Dear Dr. Eva,
I am a 36-year-old woman. For the last several years I’ve had ongoing hair loss. My hair is thinning all over my scalp. It’s not male-pattern-like baldness on the crown or the front hairline receding. My other hair areas like eyebrows and pubic area haven’t changed.
Since I first noticed this, I’ve been very gentle with my hair. I don’t dye it, don’t treat it with any kind of chemicals, don’t even use hairdryers. I keep it fairly short, just down to my shoulders. But the hair loss has continued and now has gotten to the point that people really notice, and they tell me that they notice! Some people have asked me if I am taking chemotherapy for cancer. I was asked if I recently gave birth to a baby, “Because if you did, then don’t worry hon, the hair will come right back!” (Not only have I never been pregnant, I’ve never participated in an activity that could cause pregnancy!) Some of my family and friends are suggesting I get a wig. Is there anything I can do to reverse this or at least stop the hair loss from getting worse?
You are describing a typical case of female-pattern hair loss. In many cases female hair loss is a problem that runs in families (it is genetic, inherited). If you can find photos, or ask your family members, about female relatives your age or older, you will probably learn that, on at least one side of your family, several of them had hair loss like yours and some of them wore wigs.
You may feel like you’re the only one with this problem. In fact, you are far from alone. One in five Caucasian women has hair loss. (Rates have not been studied in other ethnic groups.) Hair loss becomes more frequent as women grow older, from 3% for women in their 20s to 29% for women in their 70s and 80s.

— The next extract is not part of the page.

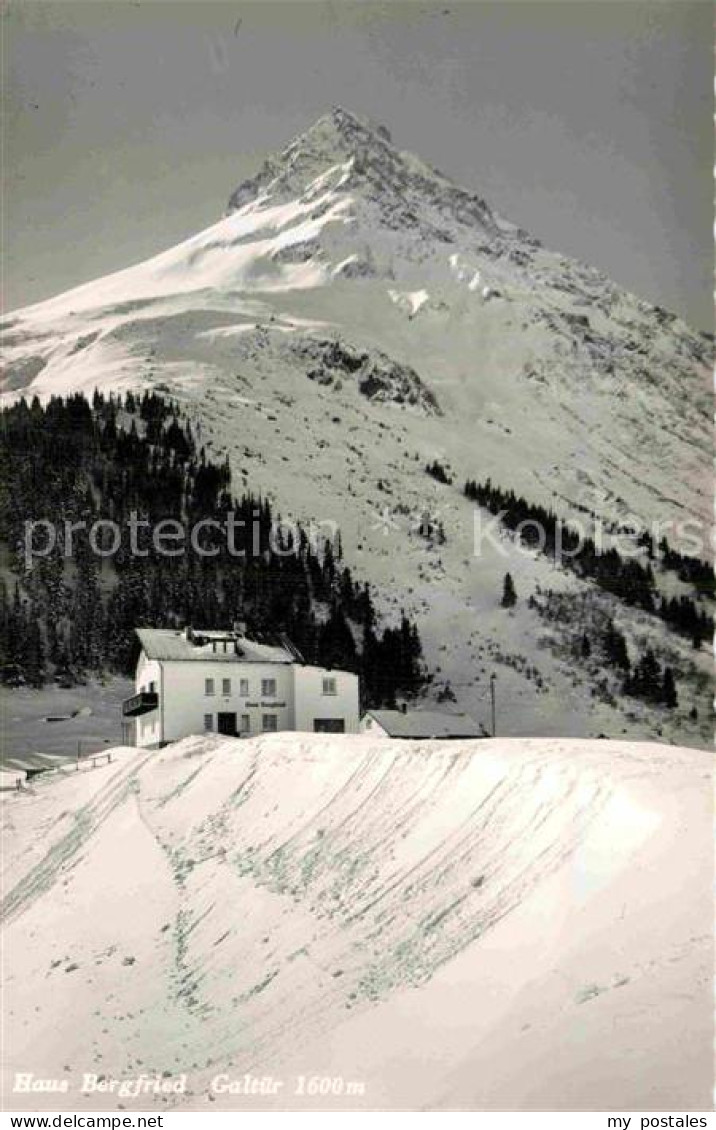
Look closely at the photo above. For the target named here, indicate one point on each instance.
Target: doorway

You have ruled out many of the non-genetic causes, which include damage to the hair roots (follicles) from hair dyes and other chemicals like hair straighteners, and traction alopecia. Traction alopecia is hair loss caused by hairstyles that pull on the hair roots, like braids, cornrows, and tight pony tails. And, as people have been telling you, some medicines and illnesses, and pregnancy, and even emotional stress, can cause hair loss, but the hair gradually returns after the event that caused the hair loss is over. Many prescription medications also can cause hair loss. There are too many to list them all here, but some of the commonest are allopurinol (usually prescribed for gout), Coumadin (blood thinner), birth control pills, some blood-pressure medications including beta-blockers (metoprolol, carvedilol) and ACE inhibitors (lisinopril, enalopril), some antidepressants (fluoxetine, sertraline), and valproate, a seizure medicine sometimes also used for depression. If you are taking one or more of these types of medicine, do not just stop taking it! See your doctor or NP to review the reasons you are taking the medicine and what other medicine, not associated with hair loss, you could take instead.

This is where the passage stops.